Cathy Gardner, whose father Michael Gibson died in Oxfordshire on April 3 2020, and Fay Harris, whose father Donald in Hampshire on May 1 2020, partially succeeded in their claims against the Health Secretary and Public Health England. The outcome undermines claims from the Department of Health that they had thrown a 'protective ring' around vulnerable residents.
In Greater Manchester, by May 2020, around half of care homes in Greater Manchester had suffered outbreaks, with more than 4,000 coronavirus-related deaths up to that point, according to the Care Quality Commission. The resulting devastation came amid heartbreaking testimonies from care home staff who told of lack of testing, PPE, of agency staff moving between homes and, crucially, of patients being moved from hospitals into care homes without testing. Manchester City Council have said they had a policy throughout to test all such patients before they were moved into care.

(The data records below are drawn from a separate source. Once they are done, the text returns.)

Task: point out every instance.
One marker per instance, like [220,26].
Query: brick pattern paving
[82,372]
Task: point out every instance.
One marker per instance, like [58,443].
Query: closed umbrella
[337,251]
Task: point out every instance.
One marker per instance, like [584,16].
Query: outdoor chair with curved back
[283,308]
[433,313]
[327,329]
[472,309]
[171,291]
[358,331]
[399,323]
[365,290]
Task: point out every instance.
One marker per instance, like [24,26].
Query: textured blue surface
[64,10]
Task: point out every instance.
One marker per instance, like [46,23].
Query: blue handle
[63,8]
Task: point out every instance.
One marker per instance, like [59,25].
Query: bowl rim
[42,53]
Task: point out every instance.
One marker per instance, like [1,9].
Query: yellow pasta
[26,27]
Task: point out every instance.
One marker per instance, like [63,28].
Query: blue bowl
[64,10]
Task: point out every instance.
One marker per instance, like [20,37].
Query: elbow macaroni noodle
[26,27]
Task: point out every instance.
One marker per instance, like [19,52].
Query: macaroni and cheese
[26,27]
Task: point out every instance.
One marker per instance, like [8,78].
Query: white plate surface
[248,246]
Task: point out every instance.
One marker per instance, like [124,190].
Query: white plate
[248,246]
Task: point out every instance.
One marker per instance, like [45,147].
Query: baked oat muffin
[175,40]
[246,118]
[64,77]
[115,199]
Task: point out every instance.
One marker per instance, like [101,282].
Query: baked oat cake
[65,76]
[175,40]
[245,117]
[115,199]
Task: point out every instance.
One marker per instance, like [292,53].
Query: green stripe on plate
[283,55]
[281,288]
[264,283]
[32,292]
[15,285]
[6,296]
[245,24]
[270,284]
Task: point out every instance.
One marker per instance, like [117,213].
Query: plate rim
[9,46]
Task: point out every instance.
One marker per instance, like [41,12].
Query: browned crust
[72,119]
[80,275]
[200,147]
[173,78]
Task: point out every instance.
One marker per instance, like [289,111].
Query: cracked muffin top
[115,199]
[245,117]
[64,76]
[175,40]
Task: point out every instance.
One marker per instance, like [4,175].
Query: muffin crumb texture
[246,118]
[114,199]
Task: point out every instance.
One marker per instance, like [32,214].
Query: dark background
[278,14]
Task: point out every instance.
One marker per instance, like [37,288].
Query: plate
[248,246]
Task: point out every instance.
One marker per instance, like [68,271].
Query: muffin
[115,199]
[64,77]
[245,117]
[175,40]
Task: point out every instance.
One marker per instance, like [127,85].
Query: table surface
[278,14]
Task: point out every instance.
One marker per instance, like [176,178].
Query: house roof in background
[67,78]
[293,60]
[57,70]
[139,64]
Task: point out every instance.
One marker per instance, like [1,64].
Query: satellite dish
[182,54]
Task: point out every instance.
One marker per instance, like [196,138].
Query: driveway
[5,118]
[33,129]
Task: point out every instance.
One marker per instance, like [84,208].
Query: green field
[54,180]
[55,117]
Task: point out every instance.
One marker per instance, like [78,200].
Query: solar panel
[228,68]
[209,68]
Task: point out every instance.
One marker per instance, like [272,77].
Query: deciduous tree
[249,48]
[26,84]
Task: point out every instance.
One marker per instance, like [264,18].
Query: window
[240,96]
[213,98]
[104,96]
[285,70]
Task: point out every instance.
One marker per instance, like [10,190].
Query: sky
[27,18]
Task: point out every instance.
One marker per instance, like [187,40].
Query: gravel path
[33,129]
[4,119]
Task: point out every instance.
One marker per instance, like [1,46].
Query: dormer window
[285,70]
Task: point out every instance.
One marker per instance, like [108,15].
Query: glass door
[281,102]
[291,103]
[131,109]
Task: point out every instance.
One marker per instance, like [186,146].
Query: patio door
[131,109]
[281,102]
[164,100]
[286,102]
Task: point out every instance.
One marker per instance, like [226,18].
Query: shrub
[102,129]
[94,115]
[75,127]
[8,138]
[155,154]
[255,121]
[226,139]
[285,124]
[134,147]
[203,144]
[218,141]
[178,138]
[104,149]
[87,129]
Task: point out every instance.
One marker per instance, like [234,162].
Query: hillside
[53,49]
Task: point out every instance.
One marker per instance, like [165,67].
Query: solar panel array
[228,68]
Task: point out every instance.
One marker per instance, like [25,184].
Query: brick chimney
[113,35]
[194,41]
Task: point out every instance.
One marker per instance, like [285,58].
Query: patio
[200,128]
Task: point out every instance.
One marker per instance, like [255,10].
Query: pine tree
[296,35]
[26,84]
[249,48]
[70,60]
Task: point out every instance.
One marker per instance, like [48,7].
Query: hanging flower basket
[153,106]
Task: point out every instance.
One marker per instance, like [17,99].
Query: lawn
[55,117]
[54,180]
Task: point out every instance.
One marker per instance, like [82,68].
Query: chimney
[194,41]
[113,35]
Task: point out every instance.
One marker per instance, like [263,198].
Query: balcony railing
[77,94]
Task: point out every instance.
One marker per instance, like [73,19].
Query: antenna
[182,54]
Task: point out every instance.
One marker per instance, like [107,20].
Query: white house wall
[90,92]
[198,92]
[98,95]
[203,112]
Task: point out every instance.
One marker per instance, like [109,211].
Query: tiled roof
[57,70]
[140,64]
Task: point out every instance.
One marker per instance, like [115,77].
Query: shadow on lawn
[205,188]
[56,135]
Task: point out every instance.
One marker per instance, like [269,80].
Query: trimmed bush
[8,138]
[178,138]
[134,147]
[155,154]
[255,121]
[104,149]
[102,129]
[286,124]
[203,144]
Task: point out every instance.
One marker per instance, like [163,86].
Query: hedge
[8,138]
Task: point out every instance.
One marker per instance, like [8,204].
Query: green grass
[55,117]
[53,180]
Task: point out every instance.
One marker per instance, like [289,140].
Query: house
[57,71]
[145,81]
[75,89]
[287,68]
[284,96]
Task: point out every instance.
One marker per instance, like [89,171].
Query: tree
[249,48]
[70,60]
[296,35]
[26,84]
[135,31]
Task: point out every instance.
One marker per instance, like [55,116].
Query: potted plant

In the preceding months, the Government had been urgently freeing up hospital beds, discharging 25,000 hospital patients into care homes. Guidance issued on April 2 2020 cited negative tests were not required before transfers.
During the court hearing, Government lawyers had denied policy failure on the grounds that scientists hadn't advised of 'firm evidence' of asymptomatic transmission until Mid-April 2020. They said ministers had to balance 'competing harms' amid fears of hospitals becoming overwhelmed.
But in a ruling on Wednesday, Lord Justice Bean and Mr Justice Garnham concluded that policies contained in documents released in March and early April 2020 were unlawful because they failed to take into account the risk to elderly and vulnerable residents from non-symptomatic transmission of the virus.
They said that, despite there being 'growing awareness' of the risk of asymptomatic transmission throughout March 2020, there was no evidence that then Health Secretary Matt Hancock addressed the issue of the risk to care home residents in England of such transmission.
The judges said these issues were not addressed until a further document in mid-April 2020.
They concluded: “The common law claim succeeds against the Secretary of State and Public Health England in respect of both the 17 March and 2 April 2020 documents to this extent: the policy set out in each document was irrational in failing to advise that where an asymptomatic patient, other than one who had tested negative, was admitted to a care home, he or she should, so far as practicable, be kept apart from other residents for 14 days.”
The judges rejected other claims made under human rights legislation, and against NHS England.
Fay Harris, who brought the case with Dr Cathy Gardner said: “I am very pleased with the judgment today. It brings some comfort to know that the Government have been shown to act unlawfully.
“Their actions exposed many vulnerable people to a greater risk of death – and many thousands did die. It has only increased the distress to me and many others that the Government have not been honest and owned up to their mistakes.
“I have lost precious years with my wonderful dad. I left him fit, well and happy on the 22nd March 2020 when his home went into lockdown. He should have been safe and protected, but I never saw or spoke to him again.
"Many people died of Covid in his care home. I hope this judgment will help the thousands of other families who have lost parents due to this Government’s reckless and unlawful policies.”
Dr Cathy Gardner said in a statement after the ruling: “My father, along with tens of thousands of other elderly and vulnerable people, tragically died in care homes in the first wave of the Covid-19 pandemic. I believed all along that my father and other residents of care homes were neglected and let down by the Government.
"The High Court has now vindicated that belief, and our campaign to expose the truth. It is also now clear that Matt Hancock’s claim that the Government threw a protective ring around care homes in the first wave of the pandemic was nothing more than a despicable lie of which he ought to be ashamed and for which he ought to apologise.”
A barrister representing the two women told the court at a hearing in March that between March and June 2020 more than 20,000 elderly or disabled care home residents had died from Covid-19 in England and Wales.
Jason Coppel QC added: “The care home population was known to be uniquely vulnerable to being killed or seriously harmed by Covid-19,” said Mr Coppel in a written case outline.
“The Government’s failure to protect it, and positive steps taken by the Government which introduced Covid-19 infection into care homes, represent one of the most egregious and devastating policy failures in the modern era.”
Mr Coppel told judges: “That death toll should not and need not have happened.”
Helen Wildbore, director of the Relatives and Residents Association, told the PA news agency: “This ruling confirms what people living in care and their families have known all along – the protective ring was non-existent. Older people were abandoned at the outset of the pandemic, let down by the very systems designed to protect their rights.
“The ruling is very welcome as a first step to justice but bereaved families will be left asking why more wasn’t done to protect their loved ones and how many lives could have been saved.”
The Manchester Evening News has asked the Department for Health and Social Care for comment.